Let's analyze the torques produced by each force in both parts a and b:

In part a:
- Force 1: The torque produced by force 1 is zero because the line of action of the force passes through the axis. Therefore, the distance a does not affect the torque and can be any value.
- Force 2: The torque produced by force 2 is also zero because the line of action of the force passes through the axis. Therefore, the distance b does not affect the torque and can be any value.

In summary, the distances a and b can be any values, as long as they ensure that the line of action of force 1 and force 2 passes through the axis.

However, in part b, we are given a specific condition: the magnitude of force 2 is 6 times that of force 1.

Let's use this condition to find the relationship between a and b:
- Force 1: Let's assume the magnitude of force 1 is F. It has a line of action passing through the axis, so its torque is zero.
- Force 2: The magnitude of force 2 is 6F. It also has a line of action passing through the axis, so its torque is zero.

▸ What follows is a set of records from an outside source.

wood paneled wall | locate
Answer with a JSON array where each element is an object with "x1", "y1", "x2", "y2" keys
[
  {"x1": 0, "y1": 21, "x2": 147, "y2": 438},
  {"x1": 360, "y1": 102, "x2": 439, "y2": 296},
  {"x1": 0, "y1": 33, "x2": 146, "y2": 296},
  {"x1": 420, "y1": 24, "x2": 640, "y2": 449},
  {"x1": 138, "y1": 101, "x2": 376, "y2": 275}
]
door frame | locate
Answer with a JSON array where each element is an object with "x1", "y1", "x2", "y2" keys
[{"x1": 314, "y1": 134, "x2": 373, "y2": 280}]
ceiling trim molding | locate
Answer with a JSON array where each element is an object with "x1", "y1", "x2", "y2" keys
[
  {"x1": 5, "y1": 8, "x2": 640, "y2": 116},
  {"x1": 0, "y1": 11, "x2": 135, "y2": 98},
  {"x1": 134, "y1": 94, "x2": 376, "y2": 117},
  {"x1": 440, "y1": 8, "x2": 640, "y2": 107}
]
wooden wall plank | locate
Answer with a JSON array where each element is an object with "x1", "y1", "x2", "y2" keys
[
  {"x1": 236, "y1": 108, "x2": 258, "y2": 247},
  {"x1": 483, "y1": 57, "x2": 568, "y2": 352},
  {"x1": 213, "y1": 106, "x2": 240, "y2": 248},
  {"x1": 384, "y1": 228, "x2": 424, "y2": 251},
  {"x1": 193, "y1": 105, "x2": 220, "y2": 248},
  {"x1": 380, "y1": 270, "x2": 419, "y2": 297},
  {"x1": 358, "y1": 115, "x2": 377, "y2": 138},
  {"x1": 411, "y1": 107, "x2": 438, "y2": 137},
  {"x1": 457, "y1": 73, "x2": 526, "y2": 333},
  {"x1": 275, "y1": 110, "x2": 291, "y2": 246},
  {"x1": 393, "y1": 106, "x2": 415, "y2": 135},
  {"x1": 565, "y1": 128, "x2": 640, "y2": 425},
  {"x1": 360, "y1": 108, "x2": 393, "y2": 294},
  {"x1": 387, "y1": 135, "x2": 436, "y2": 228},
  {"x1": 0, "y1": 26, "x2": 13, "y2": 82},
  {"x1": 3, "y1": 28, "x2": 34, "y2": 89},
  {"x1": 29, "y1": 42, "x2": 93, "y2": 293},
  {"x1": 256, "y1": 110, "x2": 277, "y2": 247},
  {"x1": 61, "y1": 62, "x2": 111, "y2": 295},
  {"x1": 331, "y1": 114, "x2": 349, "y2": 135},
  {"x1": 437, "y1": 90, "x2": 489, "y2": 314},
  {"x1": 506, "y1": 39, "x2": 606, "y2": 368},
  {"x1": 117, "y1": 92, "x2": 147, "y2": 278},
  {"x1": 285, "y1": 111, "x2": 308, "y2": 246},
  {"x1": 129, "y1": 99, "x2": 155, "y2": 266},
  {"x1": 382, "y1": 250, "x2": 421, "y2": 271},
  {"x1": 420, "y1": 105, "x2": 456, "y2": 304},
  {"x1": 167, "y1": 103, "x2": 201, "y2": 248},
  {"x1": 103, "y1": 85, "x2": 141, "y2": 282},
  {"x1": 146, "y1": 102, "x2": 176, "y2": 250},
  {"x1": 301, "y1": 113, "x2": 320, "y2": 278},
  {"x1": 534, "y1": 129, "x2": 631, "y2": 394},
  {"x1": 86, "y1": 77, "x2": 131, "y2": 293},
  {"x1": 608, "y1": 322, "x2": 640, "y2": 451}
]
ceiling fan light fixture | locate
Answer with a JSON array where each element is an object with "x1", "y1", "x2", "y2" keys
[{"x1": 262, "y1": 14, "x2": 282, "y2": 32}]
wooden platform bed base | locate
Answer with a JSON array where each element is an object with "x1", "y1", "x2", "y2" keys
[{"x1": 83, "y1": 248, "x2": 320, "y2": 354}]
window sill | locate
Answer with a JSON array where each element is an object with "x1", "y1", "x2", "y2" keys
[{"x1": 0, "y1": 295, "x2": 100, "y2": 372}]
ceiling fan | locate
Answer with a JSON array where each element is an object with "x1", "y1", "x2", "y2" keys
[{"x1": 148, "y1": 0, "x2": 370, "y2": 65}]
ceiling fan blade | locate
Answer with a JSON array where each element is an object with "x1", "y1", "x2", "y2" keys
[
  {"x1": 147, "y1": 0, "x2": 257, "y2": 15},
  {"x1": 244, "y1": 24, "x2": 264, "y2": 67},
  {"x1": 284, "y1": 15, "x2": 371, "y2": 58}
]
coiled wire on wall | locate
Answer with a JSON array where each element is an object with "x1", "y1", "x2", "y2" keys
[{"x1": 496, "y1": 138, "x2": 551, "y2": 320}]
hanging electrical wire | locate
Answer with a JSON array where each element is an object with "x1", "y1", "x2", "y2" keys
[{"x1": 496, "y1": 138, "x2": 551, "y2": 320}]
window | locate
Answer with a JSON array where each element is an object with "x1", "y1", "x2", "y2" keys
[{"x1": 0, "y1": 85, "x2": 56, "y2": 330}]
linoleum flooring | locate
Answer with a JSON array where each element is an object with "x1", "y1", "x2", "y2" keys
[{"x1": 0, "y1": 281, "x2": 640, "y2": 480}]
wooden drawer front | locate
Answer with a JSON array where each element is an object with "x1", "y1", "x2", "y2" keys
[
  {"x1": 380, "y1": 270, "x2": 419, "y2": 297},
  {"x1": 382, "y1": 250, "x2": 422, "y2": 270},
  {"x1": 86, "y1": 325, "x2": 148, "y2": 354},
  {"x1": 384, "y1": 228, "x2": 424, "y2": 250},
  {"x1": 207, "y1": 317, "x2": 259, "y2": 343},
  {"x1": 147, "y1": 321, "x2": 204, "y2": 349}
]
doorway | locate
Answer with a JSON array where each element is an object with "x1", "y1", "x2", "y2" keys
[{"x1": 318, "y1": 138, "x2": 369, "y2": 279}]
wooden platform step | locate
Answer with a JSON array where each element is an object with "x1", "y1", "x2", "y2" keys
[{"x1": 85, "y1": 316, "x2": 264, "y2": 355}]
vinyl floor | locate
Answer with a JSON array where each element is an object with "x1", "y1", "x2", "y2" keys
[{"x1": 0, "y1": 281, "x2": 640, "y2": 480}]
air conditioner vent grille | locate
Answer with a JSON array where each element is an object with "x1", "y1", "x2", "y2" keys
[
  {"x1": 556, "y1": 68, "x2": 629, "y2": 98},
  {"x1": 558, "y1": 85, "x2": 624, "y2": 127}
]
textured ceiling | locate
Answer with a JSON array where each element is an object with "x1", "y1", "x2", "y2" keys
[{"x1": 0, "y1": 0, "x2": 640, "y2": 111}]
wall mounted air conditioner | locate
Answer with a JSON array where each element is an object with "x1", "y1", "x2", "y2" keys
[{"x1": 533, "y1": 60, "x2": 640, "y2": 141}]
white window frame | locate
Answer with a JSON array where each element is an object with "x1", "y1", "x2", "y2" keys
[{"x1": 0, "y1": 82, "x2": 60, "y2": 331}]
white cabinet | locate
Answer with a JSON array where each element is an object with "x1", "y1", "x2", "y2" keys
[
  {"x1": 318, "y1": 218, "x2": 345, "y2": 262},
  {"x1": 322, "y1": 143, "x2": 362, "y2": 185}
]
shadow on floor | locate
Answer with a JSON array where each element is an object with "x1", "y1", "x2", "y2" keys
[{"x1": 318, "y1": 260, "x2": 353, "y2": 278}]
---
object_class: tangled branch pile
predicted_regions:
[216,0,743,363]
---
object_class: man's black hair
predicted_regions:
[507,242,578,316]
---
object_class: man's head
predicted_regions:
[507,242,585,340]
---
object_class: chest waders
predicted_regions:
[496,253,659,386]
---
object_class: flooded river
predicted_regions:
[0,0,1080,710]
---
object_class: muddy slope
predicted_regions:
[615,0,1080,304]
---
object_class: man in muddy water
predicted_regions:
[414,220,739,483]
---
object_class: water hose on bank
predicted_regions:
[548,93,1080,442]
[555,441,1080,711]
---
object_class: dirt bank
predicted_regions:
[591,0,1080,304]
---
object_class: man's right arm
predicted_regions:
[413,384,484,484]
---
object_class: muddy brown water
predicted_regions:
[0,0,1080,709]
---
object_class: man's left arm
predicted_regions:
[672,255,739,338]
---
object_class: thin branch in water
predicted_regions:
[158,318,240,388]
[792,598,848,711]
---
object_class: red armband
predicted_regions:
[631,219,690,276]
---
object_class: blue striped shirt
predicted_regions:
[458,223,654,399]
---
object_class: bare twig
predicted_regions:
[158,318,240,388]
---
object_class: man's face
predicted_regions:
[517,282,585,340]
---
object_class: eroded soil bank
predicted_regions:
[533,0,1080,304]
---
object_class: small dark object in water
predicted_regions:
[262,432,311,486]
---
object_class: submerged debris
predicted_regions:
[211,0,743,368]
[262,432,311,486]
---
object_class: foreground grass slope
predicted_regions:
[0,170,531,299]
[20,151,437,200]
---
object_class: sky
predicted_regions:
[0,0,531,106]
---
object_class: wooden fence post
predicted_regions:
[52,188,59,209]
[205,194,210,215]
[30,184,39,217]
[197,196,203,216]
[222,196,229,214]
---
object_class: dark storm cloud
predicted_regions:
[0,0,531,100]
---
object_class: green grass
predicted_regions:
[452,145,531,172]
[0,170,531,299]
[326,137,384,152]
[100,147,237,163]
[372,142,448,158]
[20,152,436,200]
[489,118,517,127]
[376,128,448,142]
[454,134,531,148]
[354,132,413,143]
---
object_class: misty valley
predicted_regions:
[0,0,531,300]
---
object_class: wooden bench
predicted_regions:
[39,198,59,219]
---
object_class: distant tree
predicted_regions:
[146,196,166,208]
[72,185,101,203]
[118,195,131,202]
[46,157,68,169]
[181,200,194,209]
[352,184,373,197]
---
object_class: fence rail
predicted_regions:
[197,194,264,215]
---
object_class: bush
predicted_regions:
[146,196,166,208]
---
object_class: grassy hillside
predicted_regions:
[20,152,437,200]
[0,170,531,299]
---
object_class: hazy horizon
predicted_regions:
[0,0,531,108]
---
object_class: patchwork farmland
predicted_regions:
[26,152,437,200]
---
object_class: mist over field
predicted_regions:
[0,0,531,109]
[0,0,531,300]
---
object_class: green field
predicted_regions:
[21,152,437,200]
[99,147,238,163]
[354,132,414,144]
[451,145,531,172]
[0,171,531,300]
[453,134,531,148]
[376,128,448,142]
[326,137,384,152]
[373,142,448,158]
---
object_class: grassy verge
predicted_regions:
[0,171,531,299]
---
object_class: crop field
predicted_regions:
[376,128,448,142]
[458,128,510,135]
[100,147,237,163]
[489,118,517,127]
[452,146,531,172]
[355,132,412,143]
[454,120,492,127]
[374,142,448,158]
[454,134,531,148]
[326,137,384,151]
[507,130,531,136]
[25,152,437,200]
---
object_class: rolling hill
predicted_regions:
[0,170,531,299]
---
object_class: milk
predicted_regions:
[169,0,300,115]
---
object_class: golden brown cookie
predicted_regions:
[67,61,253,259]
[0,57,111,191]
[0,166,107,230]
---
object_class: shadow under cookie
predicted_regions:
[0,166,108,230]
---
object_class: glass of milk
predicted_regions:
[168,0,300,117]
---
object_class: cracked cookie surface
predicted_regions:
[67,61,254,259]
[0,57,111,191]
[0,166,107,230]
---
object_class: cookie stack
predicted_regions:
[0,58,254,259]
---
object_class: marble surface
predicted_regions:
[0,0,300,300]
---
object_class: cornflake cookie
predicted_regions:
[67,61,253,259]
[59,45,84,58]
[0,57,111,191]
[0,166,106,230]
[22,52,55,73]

Since the torque produced by force 2 is given by τ = r x F, and the torque is zero, we can write:

r x 6F = 0

Since the cross product of two vectors is zero when the vectors are parallel or one of them is the zero vector, we can deduce that r must be parallel to force 2.

Therefore, a and b can be any values, as long as the line of action of force 1 passes through the axis, and the line of action of force 2 is parallel to it (since force 2 has a magnitude 6 times that of force 1).

In conclusion:
a can be any value, as long as the line of action of force 1 passes through the axis.
b can be any value, as long as it ensures that the line of action of force 2 is parallel to the line of action of force 1.